Descripció del projecte
This project will develop and apply a new analytical, multi-objective, dynamic, optimisation methodology to optimise electric motors for hydraulic applications.
In the current century, the global warming and resources scarcity have become an important issue to be attended. In terms of preventing global warming and conserving natural resources, the use of energy efficient tecnologies is of paramount importance. Among the most suited electric motor types taking into account the efficiency are the rare-earth-based PMSMs (permanent magnet synchronous motors) highlight due to their superior characteristics, including specific power, speed range capability or efficiency, although other topologies may be analyzed, such as rare earth free PMSM, synchronous reluctance motors,among others.
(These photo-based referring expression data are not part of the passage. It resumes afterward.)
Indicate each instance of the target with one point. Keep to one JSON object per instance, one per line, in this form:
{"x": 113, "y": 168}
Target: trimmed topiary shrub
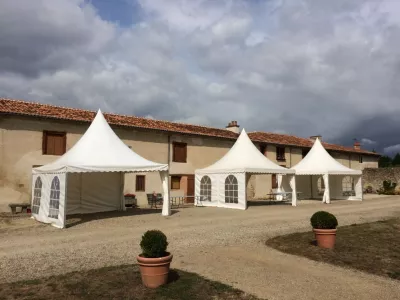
{"x": 323, "y": 220}
{"x": 154, "y": 244}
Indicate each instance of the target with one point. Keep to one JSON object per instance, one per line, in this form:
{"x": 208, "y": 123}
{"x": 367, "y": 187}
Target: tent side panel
{"x": 74, "y": 191}
{"x": 241, "y": 188}
{"x": 100, "y": 192}
{"x": 52, "y": 200}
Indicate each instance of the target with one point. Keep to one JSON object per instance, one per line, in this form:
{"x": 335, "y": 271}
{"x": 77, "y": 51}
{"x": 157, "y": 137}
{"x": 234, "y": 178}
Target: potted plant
{"x": 154, "y": 262}
{"x": 324, "y": 226}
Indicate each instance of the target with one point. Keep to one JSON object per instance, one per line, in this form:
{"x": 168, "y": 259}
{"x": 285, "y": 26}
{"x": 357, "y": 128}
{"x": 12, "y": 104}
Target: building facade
{"x": 33, "y": 134}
The project will seek to identify effective and feasible strategies to enhance efficiency, performance and range of the electric motors to be developed. The project also aims to develop improved modelling techniques and methodologies for motor mapping. The research activity will ultimately deliver improved, exploitable, fundamental knowledge of motor control and optimisation for performance and range of electric motors.
Due to high dynamic demand of hydraulic applications, very compact and stiff components are needed to fulfil the requirements of the load. The highest power density and a very low losses are therefore needed in order to develop an attractive solution and to satisfy the requirements. An investigation on the state of art of components has to be done focusing on the improvements to be developed fot the industry. The investigation is interested to improve these aspects in order to improve the competitiveness of the manufacturer
· efficiency
· power density
· speed range
· reliability
· cost
Typically, the improvements are focuse three different approaches:
· materials
· structure, dimensions or topology
· control
This work is focused to minimise the ratio power/ volume or mass/ torque of the motor by considering the real limits of temperature during the operating cycle. The sizing strategy is composed of two steps.
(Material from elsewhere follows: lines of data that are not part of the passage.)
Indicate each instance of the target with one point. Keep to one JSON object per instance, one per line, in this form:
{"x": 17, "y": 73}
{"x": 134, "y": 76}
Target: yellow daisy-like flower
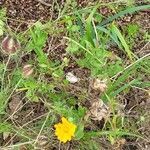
{"x": 65, "y": 130}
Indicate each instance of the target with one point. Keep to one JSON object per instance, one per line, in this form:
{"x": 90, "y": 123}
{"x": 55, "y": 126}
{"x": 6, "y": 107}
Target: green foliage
{"x": 37, "y": 42}
{"x": 5, "y": 127}
{"x": 2, "y": 21}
The first step is the sizing optimization of the motor with the operating point of the cycle. In this step we allow high level of flux density and the level of current density in the conductors exceeds the usual level for the continuous operating of the machine. These two parameters can reduce significantly the volume of the machine.
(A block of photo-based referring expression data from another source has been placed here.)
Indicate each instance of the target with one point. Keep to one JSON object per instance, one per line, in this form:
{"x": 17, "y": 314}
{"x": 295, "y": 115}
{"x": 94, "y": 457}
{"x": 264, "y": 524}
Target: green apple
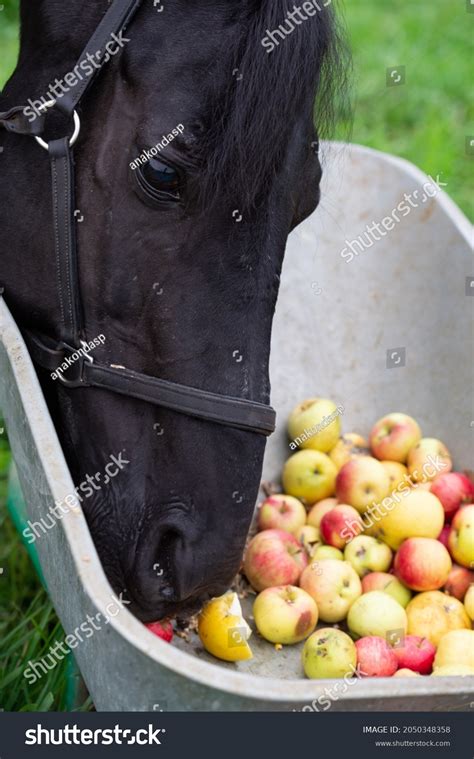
{"x": 367, "y": 555}
{"x": 376, "y": 613}
{"x": 428, "y": 458}
{"x": 387, "y": 583}
{"x": 316, "y": 424}
{"x": 334, "y": 585}
{"x": 309, "y": 475}
{"x": 329, "y": 653}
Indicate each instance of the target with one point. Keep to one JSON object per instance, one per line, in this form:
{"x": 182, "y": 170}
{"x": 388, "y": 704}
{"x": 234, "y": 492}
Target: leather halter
{"x": 240, "y": 413}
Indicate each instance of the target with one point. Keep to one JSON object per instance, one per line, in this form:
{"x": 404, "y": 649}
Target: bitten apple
{"x": 452, "y": 489}
{"x": 334, "y": 585}
{"x": 393, "y": 436}
{"x": 340, "y": 525}
{"x": 427, "y": 459}
{"x": 368, "y": 554}
{"x": 319, "y": 509}
{"x": 348, "y": 447}
{"x": 415, "y": 653}
{"x": 376, "y": 613}
{"x": 162, "y": 629}
{"x": 329, "y": 653}
{"x": 422, "y": 564}
{"x": 387, "y": 583}
{"x": 362, "y": 482}
{"x": 432, "y": 614}
{"x": 285, "y": 614}
{"x": 461, "y": 537}
{"x": 375, "y": 658}
{"x": 315, "y": 423}
{"x": 274, "y": 557}
{"x": 309, "y": 475}
{"x": 281, "y": 512}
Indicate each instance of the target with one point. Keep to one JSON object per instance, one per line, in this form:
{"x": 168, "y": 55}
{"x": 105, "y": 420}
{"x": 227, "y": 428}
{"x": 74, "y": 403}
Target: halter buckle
{"x": 74, "y": 374}
{"x": 77, "y": 125}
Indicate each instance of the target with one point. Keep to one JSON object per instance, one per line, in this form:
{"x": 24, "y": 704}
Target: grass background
{"x": 426, "y": 120}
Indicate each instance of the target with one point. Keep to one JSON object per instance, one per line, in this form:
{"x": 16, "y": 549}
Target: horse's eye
{"x": 159, "y": 180}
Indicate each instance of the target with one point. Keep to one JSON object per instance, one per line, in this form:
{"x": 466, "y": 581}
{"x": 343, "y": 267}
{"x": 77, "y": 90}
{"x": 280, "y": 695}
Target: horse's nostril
{"x": 167, "y": 592}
The second step checks the temperatures in the machine by simulating the entire cycle. So suitable models for optimization tools are carried out and are a compromise between the time computing and the required accuracy. Consequently, a magnetic model taking account of the cross saturation in the machine by using the nodal network method has been carried out ; efficient iron losses model in the flux weakening operation has been carried out and thermal model using too the nodal network method has been carried out. The thermal model is the main point for the sizing strategy so, a particular attention is needed.